When Rabi Shimon heard of this matter, he visited them in jail.

"Tell me," he asked them, "how much money had you advanced for charity during the last year?"

"You will find it recorded in a book which we keep in our house," they answered him.

Rabi Shimon visited their home and began examining their book. He saw that they had laid out 594 dinars, only six dinars short of 600.

Visiting them again in jail, he said, “Give me six dinars and I will free you from this jail."

"How is that possible?" they asked him. -"The tax collector demands 600 dinars and you only ask for six dinars to free us."

"Regardless," he answered them, "give me the six dinars and I promise to free you today."

They gave him the money and Rabi Shimon then visited the tax collector and bribed him to accept the money and forget about the case.

"They have no money to pay you," he told the collector, "so what will you gain by keeping them in jail? Take these few dinars, free them and drop the case and no one will the wiser."

The tax collector agreed and he freed them.

When they arrived home they asked him, "How did you know that it would only take six dinars to free us? Did you have any inside information on our case?"

"No," he said, "But last Rosh Hashanah night I had a dream that you would be fined 600 dinars. Counting the money you gave to charity, I figured that you were still six dinars short of the 600. Therefore, I knew that the collector would accept the six dinars and he would free you. Great is the power of charity."

"If you had told us about this at that time we would have gladly donated the en-tire 600 to charity," they said, "rather than undergo this aggravating experience and be placed in jail."

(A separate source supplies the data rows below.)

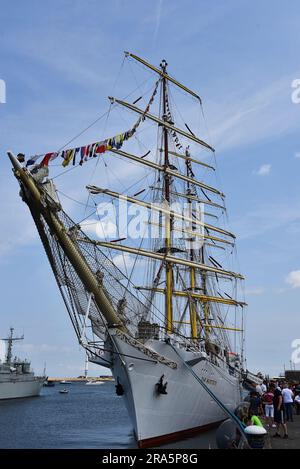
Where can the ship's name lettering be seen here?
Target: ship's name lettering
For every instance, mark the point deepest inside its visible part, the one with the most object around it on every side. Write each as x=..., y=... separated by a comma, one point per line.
x=114, y=459
x=209, y=381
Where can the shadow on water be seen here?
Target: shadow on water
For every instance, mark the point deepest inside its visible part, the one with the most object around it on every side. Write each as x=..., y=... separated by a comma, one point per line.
x=86, y=417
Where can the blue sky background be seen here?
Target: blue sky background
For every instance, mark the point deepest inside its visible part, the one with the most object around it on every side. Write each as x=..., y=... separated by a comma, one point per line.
x=61, y=60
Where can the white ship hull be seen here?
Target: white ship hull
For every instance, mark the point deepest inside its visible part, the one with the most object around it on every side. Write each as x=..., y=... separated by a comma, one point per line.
x=18, y=389
x=187, y=409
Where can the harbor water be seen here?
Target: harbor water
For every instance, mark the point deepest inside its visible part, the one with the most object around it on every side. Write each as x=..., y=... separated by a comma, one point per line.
x=88, y=417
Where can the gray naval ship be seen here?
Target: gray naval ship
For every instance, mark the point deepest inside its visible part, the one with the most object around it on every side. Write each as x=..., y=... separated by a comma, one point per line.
x=16, y=378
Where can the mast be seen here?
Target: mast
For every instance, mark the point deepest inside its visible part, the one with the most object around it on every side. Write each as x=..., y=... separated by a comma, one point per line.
x=168, y=218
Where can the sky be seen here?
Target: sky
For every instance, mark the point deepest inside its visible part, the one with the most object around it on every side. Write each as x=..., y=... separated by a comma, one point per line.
x=62, y=59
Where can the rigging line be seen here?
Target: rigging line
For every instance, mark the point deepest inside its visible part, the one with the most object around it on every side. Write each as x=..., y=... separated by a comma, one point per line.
x=98, y=159
x=118, y=353
x=73, y=200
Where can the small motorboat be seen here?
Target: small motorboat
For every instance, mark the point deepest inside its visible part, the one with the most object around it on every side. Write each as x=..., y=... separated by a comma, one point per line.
x=93, y=383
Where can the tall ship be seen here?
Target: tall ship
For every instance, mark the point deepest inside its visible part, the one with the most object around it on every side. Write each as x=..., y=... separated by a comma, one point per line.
x=151, y=290
x=17, y=380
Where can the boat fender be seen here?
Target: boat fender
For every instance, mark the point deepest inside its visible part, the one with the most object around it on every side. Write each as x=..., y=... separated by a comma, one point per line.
x=119, y=388
x=161, y=387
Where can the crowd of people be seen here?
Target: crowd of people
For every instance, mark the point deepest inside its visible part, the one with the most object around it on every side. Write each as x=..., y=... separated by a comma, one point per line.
x=273, y=404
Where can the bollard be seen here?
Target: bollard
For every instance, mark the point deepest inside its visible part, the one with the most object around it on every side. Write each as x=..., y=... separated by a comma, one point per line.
x=256, y=436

"If I had told this to you at that time," said Rabi Shimon bar Yochai. You would never have believed me and you would never have given me any money for charity. Also, I wanted you to really give the money for the sake of charity, not to escape punishment"

The Power Of Prayer And Its Concentration

Our sages considered Israel's greatest weapon its abilitv to pray. With prayer we can move mountains and change the world.

"Fear not, ye worm, O Jacob" (Is. 41:14). Just as a worm has its power only in its mouth as it bores into the trees, so does Israel have its power in its mouth. Through prayer it overcomes all of its enemies.

"Some boast of their chariots, others of the their horses but we boast of the name of the L-rd our G-d. They will fall and be defeated but we will arise and pray to G-d who will hearken to us when we call to Him' (Psalms 20:8-10).

But prayer must be sincere and uninterrupted. Even if a king greets you, you should not answer him. Even if a snake winds itself about you, you must not interrupt your prayers. Our rabbis tell us a story of a pious person who was traveling on the road. When it became dark, he stopped to pray. In the middle of his Shemoneh Esrei, an officer approached and greeted him. The pious person didn't answer him.

The officer waited until he finished his prayers and then said to him, "You fool! Why didn't you return my greeting? Doesn't your Torah advise you to guard your life? Were I in the mood I could have cut off your hands and no one would have known the difference."

The pious man answered: "Permit me to explain my actions. If you were standing before a king and your friend came along and greeted you, would you have returned his greeting?"

"No," replied the officer.

"And if you had responded to his greeting, what would they have done to you?" the pious man asked.

"They would have cut off my head," answered the officer.

"Therefore, by your answer, can you understand my actions?" replied the pious man. "If you are afraid to respond when you stand before a mere mortal king, who is here today and gone tomorrow, how much more so when I stand before the greatest king of all, G-d, the King of Kings, who lives eternally. Is it not proper that I should not respond to your greeting when I pray?"

The officer was very pleased by this clever answer and he escorted the pious man on the road to protect him from any harm.

Therefore, we should learn a lesson and never sneak or hold conversations during our prayers.